The US stock market hit a historic high and Schroder Investment advises investors to stay away: It doesn't make sense to enter the market at historic highs.

2024-02-21 14:12

Zhitongcaijing
Investors may have various valid reasons for not liking to invest in stocks, but the market being at historic highs should not be one of them.
In mid-December 2023, the US stock market hit a new high and continued to rise afterwards. By the end of January 2024, the local stock market had risen nearly 3% from its previous high. Many investors may feel anxious about the possibility of a market downturn. Duncan Lamont, head of Schroders Global Investment Strategy Research Department, pointed out that while it is natural to feel nervous when the stock market reaches record highs, based on past situations, choosing to abandon stock investments when feeling uncomfortable can be detrimental to wealth. Investors may have various legitimate reasons for not liking to invest in stocks, but being at historical highs should not be one of them.
In a high interest rate environment, many investors also shifted to holding more cash in 2023. At a time when the stock market is at historical highs, investors may feel uneasy about the idea of allocating their funds to cash instead.
Duncan Lamont pointed out that, based on analysis of stock market returns data since 1926, the conclusion is: uneasiness is unnecessary. In fact, the occurrence of historical highs in the stock market is more frequent than imagined. Out of 1176 months since January 1926, the stock market hit new highs in 354 months, accounting for 30% of the overall time. On average, the investment return after the stock market hits a historical high for 12 months can outperform inflation by 10.3%, which is better than outperforming 8.6% in other times. The average return over two and three years is also slightly better.

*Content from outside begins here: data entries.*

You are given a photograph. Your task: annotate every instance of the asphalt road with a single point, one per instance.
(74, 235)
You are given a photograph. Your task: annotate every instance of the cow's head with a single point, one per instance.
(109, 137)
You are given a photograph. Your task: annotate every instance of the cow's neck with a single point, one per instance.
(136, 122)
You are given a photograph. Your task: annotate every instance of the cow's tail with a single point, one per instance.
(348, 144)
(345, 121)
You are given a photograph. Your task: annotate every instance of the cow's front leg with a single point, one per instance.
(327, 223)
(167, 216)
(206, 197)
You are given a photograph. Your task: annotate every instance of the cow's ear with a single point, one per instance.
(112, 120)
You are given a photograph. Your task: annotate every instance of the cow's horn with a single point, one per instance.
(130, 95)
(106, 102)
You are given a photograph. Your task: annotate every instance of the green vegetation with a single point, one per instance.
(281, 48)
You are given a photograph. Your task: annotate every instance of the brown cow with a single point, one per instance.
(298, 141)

Duncan Lamont pointed out that if $100 was invested in the US stock market in January 1926, by the end of 2023, the value of this investment adjusted for inflation would be $85,008, equivalent to an annual growth rate of 7.1%. In comparison, if one switched to holding cash every time the stock market hit a new high in the previous month, and then returned to the stock market in non-high months, the value of this investment adjusted for inflation at the end of 2023 would only be $8,790, a decrease of 90% compared to consistently investing in stocks. The inflation-adjusted return of this asset portfolio using this strategy is 4.7%. Over time, the cumulative difference in returns can be significant. This study covers data from nearly 100 years, longer than what most people plan for. However, even from a shorter-term perspective, investors who cannot withstand the fear of a rising stock market may miss out on significant potential returns.